I don’t think the composer intended it, but The Waltzing Cat is ideal for this kind of participation. I told the audience that they had one word to say and demonstrated how to vocalize the “meows.” After a two-second rehearsal, we proceeded to engage everyone, and the audience members threw themselves into the fun. As an added bonus, our tuba player gave one of the best dog barks I have ever heard.
After a runout to Aix-en-Provence, Cindy and I headed home. We had to take three flights to return to St. Louis. This was further complicated by a five-hour delay, which meant we were stuck at Charles de Gaulle airport for almost eight hours. Our already-long day was made more difficult because we could not get a connecting flight home until the next morning, necessitating a brief stay at an Atlanta airport hotel.
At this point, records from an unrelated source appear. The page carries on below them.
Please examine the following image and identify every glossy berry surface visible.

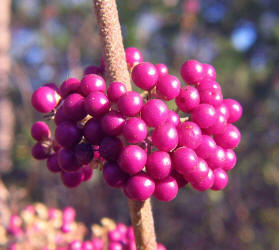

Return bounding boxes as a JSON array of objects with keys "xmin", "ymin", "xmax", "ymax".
[
  {"xmin": 63, "ymin": 93, "xmax": 86, "ymax": 121},
  {"xmin": 214, "ymin": 124, "xmax": 241, "ymax": 149},
  {"xmin": 117, "ymin": 91, "xmax": 143, "ymax": 117},
  {"xmin": 125, "ymin": 47, "xmax": 143, "ymax": 68},
  {"xmin": 175, "ymin": 86, "xmax": 200, "ymax": 112},
  {"xmin": 223, "ymin": 99, "xmax": 243, "ymax": 123},
  {"xmin": 191, "ymin": 104, "xmax": 216, "ymax": 128},
  {"xmin": 101, "ymin": 111, "xmax": 125, "ymax": 136},
  {"xmin": 156, "ymin": 74, "xmax": 181, "ymax": 100},
  {"xmin": 103, "ymin": 162, "xmax": 128, "ymax": 188},
  {"xmin": 84, "ymin": 91, "xmax": 110, "ymax": 117},
  {"xmin": 154, "ymin": 177, "xmax": 178, "ymax": 202},
  {"xmin": 211, "ymin": 168, "xmax": 228, "ymax": 190},
  {"xmin": 31, "ymin": 121, "xmax": 51, "ymax": 141},
  {"xmin": 60, "ymin": 78, "xmax": 81, "ymax": 98},
  {"xmin": 107, "ymin": 82, "xmax": 127, "ymax": 102},
  {"xmin": 122, "ymin": 117, "xmax": 147, "ymax": 143},
  {"xmin": 180, "ymin": 59, "xmax": 204, "ymax": 85},
  {"xmin": 80, "ymin": 74, "xmax": 106, "ymax": 96},
  {"xmin": 177, "ymin": 121, "xmax": 202, "ymax": 149},
  {"xmin": 155, "ymin": 63, "xmax": 168, "ymax": 77}
]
But there is good news on the horizon. Lufthansa announced that they would begin non-stop service from St. Louis to Frankfurt starting in June. It looks like our future European trips will mostly have just two flights, and that should help ease our usually hectic travel schedule.
Earlier this month, my son, Daniel, flew out to Detroit, where he stepped onto the same stage I conducted on for ten years. In two days, he and members of the DSO recorded the soundtrack for Gradually, Then Suddenly. This is a documentary about the city’s bankruptcy in 2008. Daniel has been working on this project for a long time, and I breathed a sigh of relief when it was finally concluded. At this point, we do not know when the film will be released, but I will keep you informed.
The remainder of the year was spent at home. Cindy and I were supposed to go on a ten-day cruise to the Galapagos, but it just did not make sense for us to be on a boat for that length of time right now. The lizards will have to wait.
Now we look forward to 2022. I usually do not make resolutions, but I will make an exception this year, inspired by some ideas others have posted on the web:
- Buy all the leftover 2021 calendars and burn them.
- Stop drinking orange juice after I have flossed.
- Floss every day instead of just the week before the dentist appointment.
- Put on a pair of pants for Zoom sessions.
- Find a more accurate scale.
- Get rid of at least three email accounts.
- Start removing the refueling nozzle before getting back in the car.
- Get in shape. In my case, that shape is round.
- Keep an extra safe distance when driving behind police cars.
- Remember to write 2022 instead of 2021.
Stay safe and healthy, and I will see you next month.